On raconte qu’il [Alexandre de Boyer d’Éguilles] s’y faisait raser par un barbier qui était en même temps le chirurgien du lieu. Un jour ayant été assez fortement indisposé, il fit appeler le docteur Pontier, habile médecin et chirurgien d’Aix, en qui il avait confiance, ce qui humilia singulièrement le barbier. Celui-ci lui en fit ses plaintes, prétendant qu’il en aurait su autant que le docteur, et citant pour exemple l’opération de la pierre qu’il avait pratiquée depuis peu sur un habitant d’Éguilles.

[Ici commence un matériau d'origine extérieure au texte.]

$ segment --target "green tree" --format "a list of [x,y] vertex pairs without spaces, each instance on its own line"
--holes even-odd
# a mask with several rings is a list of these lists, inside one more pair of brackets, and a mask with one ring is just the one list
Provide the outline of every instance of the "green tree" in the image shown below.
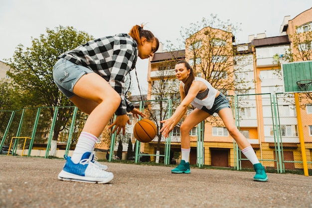
[[[84,31],[78,31],[73,27],[59,26],[54,30],[46,29],[46,34],[32,38],[30,47],[24,48],[19,44],[8,63],[12,69],[7,74],[23,92],[27,107],[70,106],[73,104],[57,88],[52,77],[53,66],[57,57],[63,52],[73,49],[93,37]],[[54,129],[50,155],[54,156],[59,133],[70,120],[73,108],[58,109]],[[54,114],[51,108],[50,116]],[[79,115],[78,117],[79,118]]]
[[117,149],[117,156],[119,158],[119,160],[121,160],[123,158],[123,141],[121,138],[119,140],[118,144],[118,149]]
[[[22,100],[22,93],[18,85],[14,84],[8,79],[0,80],[0,138],[2,139],[7,124],[15,110],[22,108],[23,102]],[[17,129],[18,121],[13,120],[11,123],[10,129]],[[15,133],[15,134],[14,134]],[[3,144],[8,146],[12,137],[16,136],[16,132],[9,132],[4,138]]]
[[[296,26],[295,34],[289,34],[292,47],[286,50],[283,60],[287,62],[305,61],[312,60],[312,28],[310,24]],[[278,63],[281,68],[281,63]],[[279,75],[282,78],[282,71],[280,70]],[[304,92],[300,97],[300,102],[307,99],[312,100],[312,94]]]
[[130,158],[133,157],[133,150],[132,149],[132,142],[131,138],[129,139],[128,141],[128,151],[127,152],[127,160],[129,160]]

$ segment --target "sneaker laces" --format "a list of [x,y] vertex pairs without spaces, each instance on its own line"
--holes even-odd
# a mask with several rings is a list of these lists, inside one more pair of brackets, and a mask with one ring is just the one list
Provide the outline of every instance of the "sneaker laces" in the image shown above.
[[178,166],[177,166],[177,167],[176,167],[176,168],[184,168],[185,166],[183,164],[180,164]]
[[95,165],[93,163],[92,163],[92,158],[91,157],[89,157],[89,158],[86,158],[85,159],[82,159],[80,160],[80,161],[79,162],[79,164],[81,165],[86,165],[86,164],[92,165],[93,166],[97,167],[96,165]]
[[256,174],[262,175],[262,172],[264,170],[264,168],[263,168],[257,169],[256,169]]

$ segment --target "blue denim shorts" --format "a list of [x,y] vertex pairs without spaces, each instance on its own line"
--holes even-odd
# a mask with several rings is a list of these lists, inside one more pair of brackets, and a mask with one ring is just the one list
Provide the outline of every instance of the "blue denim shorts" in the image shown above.
[[231,108],[230,101],[225,97],[224,95],[220,92],[220,94],[214,100],[214,103],[213,103],[213,105],[211,109],[208,110],[204,106],[201,108],[201,110],[212,115],[214,113],[218,113],[220,110],[225,108]]
[[68,98],[75,95],[74,86],[82,76],[93,71],[77,65],[65,58],[59,59],[53,69],[54,82],[58,89]]

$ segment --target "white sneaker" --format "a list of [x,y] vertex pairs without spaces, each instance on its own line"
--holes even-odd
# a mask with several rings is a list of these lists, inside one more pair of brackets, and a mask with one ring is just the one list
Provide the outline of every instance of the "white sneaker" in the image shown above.
[[100,169],[92,163],[91,154],[85,153],[77,164],[73,163],[70,157],[67,157],[63,170],[58,174],[58,179],[94,184],[106,184],[112,181],[113,173]]
[[98,158],[94,155],[94,153],[91,153],[90,157],[91,158],[91,162],[93,163],[94,165],[97,166],[100,169],[103,170],[103,171],[106,171],[108,168],[107,166],[106,166],[105,165],[102,165],[101,163],[99,163],[97,161]]

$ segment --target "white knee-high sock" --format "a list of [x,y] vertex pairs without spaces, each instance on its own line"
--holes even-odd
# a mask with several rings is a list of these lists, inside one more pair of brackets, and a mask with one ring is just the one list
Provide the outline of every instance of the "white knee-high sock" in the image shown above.
[[95,136],[89,133],[81,132],[71,157],[73,162],[79,163],[84,153],[92,152],[94,150],[94,145],[97,139]]
[[182,157],[181,160],[185,161],[185,163],[188,162],[188,158],[189,158],[189,153],[191,152],[191,149],[181,148],[181,153]]
[[243,150],[242,150],[242,153],[249,160],[249,161],[250,161],[253,165],[259,163],[258,158],[252,147],[247,147]]

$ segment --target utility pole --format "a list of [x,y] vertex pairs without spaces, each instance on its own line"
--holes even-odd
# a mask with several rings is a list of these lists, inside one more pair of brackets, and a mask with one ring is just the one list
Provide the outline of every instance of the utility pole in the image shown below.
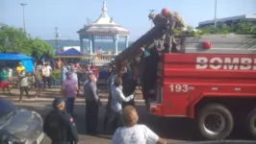
[[22,8],[23,8],[23,31],[26,32],[26,24],[25,24],[25,6],[27,6],[28,4],[20,3],[19,5],[22,6]]
[[58,44],[58,37],[60,36],[60,34],[58,33],[58,27],[55,28],[55,39],[56,39],[56,50],[59,50],[59,44]]
[[216,6],[215,6],[215,28],[217,28],[217,0],[216,0]]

— Tu as raison d’en tirer vanité, dit le président; n’est-il pas vrai que le malade mourut dans tes bras, sous l’opération ?
— Belle question, répondit le barbier. Le malade mourut dans mes bras, je l’avoue ; mais n’est-il pas vrai aussi que je finis par lui extraire la pierre ? (Noun aguéri la peiro !).
Le malheureux avait terminé l’opération sur le cadavre du patient !

Notes

1. En 1775, l’hôtel d’Albertas devint la propriété du fils de Jean Baptiste, Jean Baptiste Suzanne d’Albertas, qui devint, après la Révolution, préfet des Bouches-du-Rhône. Il mourut en 1829.